Tuesday, December 04, 2007

In Alaska’s Far North, Two Cultures Collide

Each summer and fall, the Inupiat, natives of Alaska’s arid north coast, take their sealskin boats and gun-fired harpoons and go whale hunting. Kills are celebrated throughout villages as whaling captains share their catch with relatives and neighbors. Muktuk, or raw whale skin and blubber, is a prized delicacy.

But now, that traditional way of life is coming into conflict with one of the modern world’s most urgent priorities: finding more oil.

Royal Dutch Shell is determined to exploit vast reserves believed to lie off Alaska’s coast. The Bush administration backs the idea and has issued offshore leases in recent years totaling an area nearly the size of Maryland.

Those leases have received far less attention than failed efforts to drill in the Arctic National Wildlife Refuge, but they may prove to be far more important. By some estimates, the oil under the Alaskan seabed could exceed the reserves remaining in the rest of the United States, though how much might ultimately be recoverable is uncertain.

Shell is eager to find out. It tried to make headway this summer, only to be stopped by an unusual alliance of Inupiat whalers and environmental groups who filed a suit in federal court.
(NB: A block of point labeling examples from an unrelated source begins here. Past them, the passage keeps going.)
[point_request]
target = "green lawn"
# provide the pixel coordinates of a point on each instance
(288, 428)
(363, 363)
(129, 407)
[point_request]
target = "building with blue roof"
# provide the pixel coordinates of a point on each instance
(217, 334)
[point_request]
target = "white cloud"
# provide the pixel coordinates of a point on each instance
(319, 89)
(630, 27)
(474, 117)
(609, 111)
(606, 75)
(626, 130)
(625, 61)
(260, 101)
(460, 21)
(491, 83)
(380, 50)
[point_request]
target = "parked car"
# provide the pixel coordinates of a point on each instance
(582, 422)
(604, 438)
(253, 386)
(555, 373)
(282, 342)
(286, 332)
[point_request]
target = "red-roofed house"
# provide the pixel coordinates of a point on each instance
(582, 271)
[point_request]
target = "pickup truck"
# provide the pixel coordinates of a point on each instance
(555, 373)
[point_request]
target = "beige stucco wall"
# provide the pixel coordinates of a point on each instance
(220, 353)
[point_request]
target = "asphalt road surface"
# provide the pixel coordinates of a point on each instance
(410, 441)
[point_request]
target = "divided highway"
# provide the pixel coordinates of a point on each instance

They argue that noisy drilling off the Alaska coast could disrupt migration routes for the bowhead whales, making it impossible for the Inupiat to capture their allotted share of about 60 animals per year. A court hearing is scheduled for today to consider whether the company can move forward, though a ruling is not expected for months.

Native communities are not unalterably opposed to oil production — on the contrary, many rely on oil for their livelihoods. The North Slope Borough, a countylike governmental unit the size of Minnesota where most of Alaska’s 10,000 Inupiat live, gets the bulk of its $98 million budget each year from taxing onshore oil operations.
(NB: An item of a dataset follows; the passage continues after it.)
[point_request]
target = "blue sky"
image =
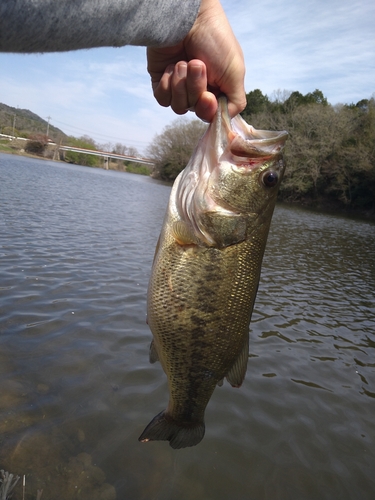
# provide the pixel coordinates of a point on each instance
(288, 45)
Native corporations also derive a large part of their business from serving the oil industry in Prudhoe Bay. Community leaders are caught between a desire to preserve traditional whaling and the economic necessity of permitting the oil industry to move into new areas.

“It’s a hell of a dilemma,” said Edward S. Itta, the mayor of the North Slope Borough, who is opposed to Shell’s drilling plans. “Without a doubt, America’s energy needs are way up, and something’s going to happen up there. It’s a way of life against an opposing value. This way of life has value; nobody can put it in dollars and cents.”